Review: Terry Sawchuk biopic ‘Goalie’ renders life of former NHL star (and L.A. King) inertly
Back in the 1950s and early ’60s, when the NHL had only six teams, goaltender Terry Sawchuk was a certified hockey legend.
Over the course of his two-decade career playing on four of the “original six” (and later, the expansion Los Angeles Kings in their first season), Sawchuk amassed some notable stats, including 115 shutouts and 400 stitches to the face. But his life off the ice wasn’t as stellar — years of alcoholism and untreated depression would eventually lead to an unfortunate altercation resulting in the father of seven’s untimely death at age 40.

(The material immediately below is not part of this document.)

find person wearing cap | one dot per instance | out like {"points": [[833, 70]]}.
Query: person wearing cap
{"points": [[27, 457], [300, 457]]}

Those physical and psychological scars are fully on display in Adriana Maggs’ “Goalie,” a probing though ponderously episodic drama that ultimately feels as stitched together as Sawchuk’s frequently unmasked mug.
Incorporating elements from the authorized biography, “Sawchuck: The Troubles and Triumphs of the World’s Greatest Goalie,” along with passages from “Night Work,” a collection of Sawchuk-inspired poetry by the director’s father, Nathan Maggs, the film is effectively anchored by Mark O’Brien’s lead performance.
His committed turn, and those of Georgina Reilly as his long-suffering wife, Pat, and Kevin Pollak, as colorful Detroit Red Wings general manager Jack Adams, help distract from those cartoonish jersey logos, which, for legal reasons, stand in for the real deal.
While avoiding the usual sports movie tropes, the Canadian production eventually succumbs to its own design, delivering disconnected vignettes in lieu of a compelling, linear storyline.
Dramatically speaking, despite its loftier ambitions, “Goalie” remains stuck in the neutral zone.